Do you use BT, Virgin or TalkTalk as your Internet Service Provider (ISP)? If so, you should know about their plans to make money by using the information they collect about you.

It’s all because they are the first to have been signed up by an internet advertising company called Phorm, the latest in a longish line of companies trying to deliver the Holy Grail of internet advertising: making sure that any adverts that appear on sites you look at are for products you might actually buy.

In theory, this is perfectly possible, as when you look at a website it can see your IP address. IP stands for Internet Protocol, and each electronic gadget that uses the internet has one (like a car registration number). So it can tell if you’ve been there before.

In addition, your ISP records all the sites you look at and will merrily hand the details over to a number of government agencies at the drop of a legal hat, and without you knowing about it.  Click here to read all about the law that gives them this power, if you doubt me.

This shouldn’t be a surprise – I’ve been banging on for ages about there being no privacy on the internet and that browsing websites is essentially a public activity, no more private than postcards.

However, this company Phorm is taking things a step further, and is now offering to pay ISP’s for the information, with a view to targeting advertising more precisely.

It’s all a bit technical, but in essence it works like this: my ISP feeds all my internet activities to Phorm, who record it carefully. If I later visit a website that is a client of Phorm, the information it has gathered about all the other websites I have looked at will be used to decide which adverts to display. Regular viewers of The Oldie website, for example, might be shown adverts for fine wine (we’re a classy lot) when they visit a Phorn client’s site.

In return for this the ISP will be paid a commission on any sales generated for Phorm’s clients.

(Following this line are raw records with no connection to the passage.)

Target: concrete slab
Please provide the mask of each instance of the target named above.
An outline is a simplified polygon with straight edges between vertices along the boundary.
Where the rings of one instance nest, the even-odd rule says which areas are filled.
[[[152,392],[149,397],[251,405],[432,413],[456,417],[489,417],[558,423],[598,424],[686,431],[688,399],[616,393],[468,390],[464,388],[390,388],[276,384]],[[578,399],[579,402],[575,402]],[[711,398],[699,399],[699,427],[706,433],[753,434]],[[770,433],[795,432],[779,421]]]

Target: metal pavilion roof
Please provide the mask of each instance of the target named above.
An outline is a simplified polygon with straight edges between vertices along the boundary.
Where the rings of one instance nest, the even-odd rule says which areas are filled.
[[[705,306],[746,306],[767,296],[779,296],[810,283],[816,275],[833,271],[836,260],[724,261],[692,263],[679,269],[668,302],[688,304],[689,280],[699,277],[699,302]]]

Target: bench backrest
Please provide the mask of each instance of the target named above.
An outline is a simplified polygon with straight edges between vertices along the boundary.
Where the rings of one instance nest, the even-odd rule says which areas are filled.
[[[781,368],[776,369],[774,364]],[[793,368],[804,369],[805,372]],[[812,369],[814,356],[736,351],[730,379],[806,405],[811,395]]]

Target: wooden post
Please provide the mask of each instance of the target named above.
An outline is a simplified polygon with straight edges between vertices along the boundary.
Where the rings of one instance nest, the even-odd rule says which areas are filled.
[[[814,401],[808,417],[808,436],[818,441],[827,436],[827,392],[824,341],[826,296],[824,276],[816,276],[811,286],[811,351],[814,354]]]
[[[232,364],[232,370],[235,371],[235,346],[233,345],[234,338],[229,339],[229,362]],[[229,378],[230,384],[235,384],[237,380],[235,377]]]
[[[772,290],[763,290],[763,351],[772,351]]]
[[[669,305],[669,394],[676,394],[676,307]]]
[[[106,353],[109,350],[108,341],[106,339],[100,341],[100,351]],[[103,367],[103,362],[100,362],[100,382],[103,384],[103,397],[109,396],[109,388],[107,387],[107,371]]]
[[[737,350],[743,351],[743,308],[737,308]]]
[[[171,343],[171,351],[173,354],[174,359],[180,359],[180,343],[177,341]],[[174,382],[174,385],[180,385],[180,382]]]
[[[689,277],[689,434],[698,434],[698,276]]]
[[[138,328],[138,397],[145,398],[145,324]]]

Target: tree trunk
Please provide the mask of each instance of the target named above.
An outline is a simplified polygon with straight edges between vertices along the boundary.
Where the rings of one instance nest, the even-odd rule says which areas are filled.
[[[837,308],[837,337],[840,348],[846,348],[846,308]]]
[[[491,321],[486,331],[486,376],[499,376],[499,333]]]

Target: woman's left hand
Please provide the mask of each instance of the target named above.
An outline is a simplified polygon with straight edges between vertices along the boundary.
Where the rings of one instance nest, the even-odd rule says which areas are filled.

Phorm claim that their systems will not allow them to identify me directly, as they will not record my IP address, which will be hidden behind an “anonymised” number, whatever that is. To reassure us, Phorm asked the accountants Ernst & Young to look at the system, and they were fairly happy with it.

Well, I’m not. Accountants are the last people I would ask to look into such a thing; I’d want the geekiest techie hacker I could find to comb through it all. Set a thief to catch a thief, I say. However, to be fair to Ernst & Young, even they said that “because of inherent limitations in controls, error or fraud may occur and not be detected” (click here to see a copy of their report, if you can stand it).

Two main thoughts occur to me over all this. The Phorm system may enable modest sites to generate some income that is otherwise denied them, and make it possible for them to remain open to us all without charge. That’s probably a good thing. Also, I suppose I’m not too concerned about my ISP examining my web activity – I’ve no choice, anyway.

On the other hand, I don’t buy this “anonymising” claim. At the moment, my ISP has a legal obligation to keep the information it gathers secret and not muck about with it. No such obligation falls on Phorm, and even if Phorm themselves can’t identify who I am, I would not put it past some other swine who buys this “anonymous” data from Phorm to find a way of extracting my address from it. After all, if there is no route back to me from this data, however encrypted, the data has no value.

None of this seems to worry BT, Virgin or TalkTalk, or those who will follow them; they presumably just see it as a way to squeeze more cash out of the system. No change there, then.